= John William Ogle =

English physician

John William Ogle FRCP FSA (30 July 1824, Leeds – 8 August 1905) was an English physician, honoured as the 1880 Harveian Orator.

Ogle was educated at Trinity College, Oxford with B.A. in 1847. After medical training at the medical school of St George's Hospital, he became L.R.C.P. in 1850. At Oxford he became M.A. and B.M. in 1851 and D.M. in 1857. In 1855 he was made F.R.C.P. At St George's Hospital he was curator of the museum of morbid anatomy with Henry Gray, upon whose death in 1861 he succeeded to the lecturership on pathology. Ogle became In 1857 Assistant Physician and in 1866 Full Physician. In 1869 he delivered the Croonian Lectures. At the Royal College of Physicians he was censor in the three years 1873, 1874, and 1884 and vice-president in 1886.

Ogle was active in medical literature. Together with Timothy Holmes [q. v. Suppl. II] he founded the now extinct 'St. George's Hospital Reports’ (1866-79) and edited seven out of the ten volumes. He was also editor of the 'British and Foreign Medico-Chirurgical Review.' He contributed widely to the medical papers and societies, making 160 communications to the 'Transactions of the Pathological Society of London' alone.

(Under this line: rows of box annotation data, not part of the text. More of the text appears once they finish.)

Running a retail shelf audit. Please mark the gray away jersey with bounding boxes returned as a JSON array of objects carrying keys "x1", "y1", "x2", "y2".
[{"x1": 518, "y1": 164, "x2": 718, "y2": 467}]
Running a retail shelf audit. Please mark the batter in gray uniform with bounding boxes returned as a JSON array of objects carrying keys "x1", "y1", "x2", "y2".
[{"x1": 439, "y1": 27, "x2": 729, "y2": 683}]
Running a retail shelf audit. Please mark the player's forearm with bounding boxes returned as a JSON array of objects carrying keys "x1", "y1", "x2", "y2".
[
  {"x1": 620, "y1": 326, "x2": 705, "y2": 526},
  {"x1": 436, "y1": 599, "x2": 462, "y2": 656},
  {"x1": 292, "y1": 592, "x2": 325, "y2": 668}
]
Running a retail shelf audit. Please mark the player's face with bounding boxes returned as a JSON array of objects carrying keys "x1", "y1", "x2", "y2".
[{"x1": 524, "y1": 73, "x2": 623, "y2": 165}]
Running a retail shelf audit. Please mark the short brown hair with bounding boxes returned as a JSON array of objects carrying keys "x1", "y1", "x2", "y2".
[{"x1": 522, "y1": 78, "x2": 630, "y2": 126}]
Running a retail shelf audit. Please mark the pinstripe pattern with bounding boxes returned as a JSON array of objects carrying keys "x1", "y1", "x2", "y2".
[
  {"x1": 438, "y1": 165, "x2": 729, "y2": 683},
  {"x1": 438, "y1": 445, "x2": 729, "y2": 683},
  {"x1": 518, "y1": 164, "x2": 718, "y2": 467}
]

His independently published works were the Harveian oration for 1880 at the Royal College of Physicians, which contains much scholarly information, and a small work 'On the Relief of Excessive and Dangerous Tympanites by Puncture of the Abdomen,' 1888.

Ogle married in 1854 and the marriage produced five sons and one daughter. He was a devout Anglican and in the last years of his life, suffering from paralytic weakness, he lived at Highgate vicarage with one of his sons.